An early test may even come on Tuesday, when an omnibus bill to remove continued UK acceptance of European Union (EU) regulations—the retained EU law (revocation and reform) bill—is debated in Parliament. This bill would essentially reverse 2,400 laws passed in compliance with EU regulations covering a mass of subjects such as workers’ rights, aircraft safety standards, trafficking in illegal weapons, guaranteed access to free television showings of major sporting events like the Olympics, and wildlife habitat protection.
The UK business community is by and large horrified at the prospect of the chaos that dropping all these laws will mean. Canceling the bill would obviously improve Britain’s trade prospects with the EU, but the hard-line right wing of the Conservative Party would block any such effort.
—John M. Roberts is a nonresident senior fellow with the Global Energy Center and senior partner with energy consultancy Methinks Ltd.
Sunak’s ascent shows that times are changing. But will his premiership do so too?
Rishi Sunak won the contest to become the leader of the UK Conservative Party, the ruling party, and therefore he is set to become the first British prime minister who is Asian and a person of color. Sunak’s roots underscore the continued legacies of the Empire for modern British society: His parents of Indian descent migrated to the United Kingdom from East Africa in the 1960s. While internationally this might seem somewhat a momentous event because a leader of color is going to preside over what was once the seat of Winston Churchill, domestically the Asian and minority ethnic groups have a more complicated relationship with leaders such as Sunak. His politics and leadership are likely to be defined more by his extremely privileged upbringing in Britain—and the collective wealth he enjoys with his wife—than by any presumed solidarity on the basis of his ethnic background. Sunak is considered the wealthiest politician in Britain who has worked for major investment firms in the corporate sector and later for a right-leaning think tank.
The rise of politicians of color in the United Kingdom in recent years—both within the cabinet and outside—has had no tangible impact on alleviating the challenges facing ethnic minority groups in Britain, whether these challenges have been in the realms of socioeconomics, health, or societal relations. From Sadiq Khan, the current mayor of London; to Priti Patel, formerly home secretary; Nadhim Zahawi, currently the minister for intergovernmental relations and minister for equalities; Suella Braverman, formerly home secretary and the attorney general for England and Wales; and Kwasi Kwarteng, the former chancellor of the exchequer, it is difficult to measure the significance of their rise beyond progressive optics for the respective political parties in which they serve.

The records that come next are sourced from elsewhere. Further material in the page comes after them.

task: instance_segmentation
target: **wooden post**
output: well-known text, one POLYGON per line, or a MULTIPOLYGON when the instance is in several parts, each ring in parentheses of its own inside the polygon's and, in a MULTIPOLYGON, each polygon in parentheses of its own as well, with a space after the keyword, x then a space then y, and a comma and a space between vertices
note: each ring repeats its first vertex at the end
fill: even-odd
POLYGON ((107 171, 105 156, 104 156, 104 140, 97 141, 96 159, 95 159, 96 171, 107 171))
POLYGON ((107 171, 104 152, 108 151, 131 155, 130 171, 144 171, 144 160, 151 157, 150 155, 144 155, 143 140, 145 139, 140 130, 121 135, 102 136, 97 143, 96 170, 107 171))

More importantly, Sunak is taking the helm at a historically challenging period for the British economy and the lack of trust in the political class. He is likely to dedicate considerable energy to party politics and rallying his Conservative colleagues at a time when the party is faring badly in the opinion polls and is most likely to lose a general election if held imminently. His ascent to power as the first British prime minister who is not white is certainly an indication of changing times, but we will have to wait and see if this symbolic representation will have any real impact on the dominant attitudes and dynamics around race in modern Britain.
—Hameed Hakimi is a nonresident senior fellow at the South Asia Center.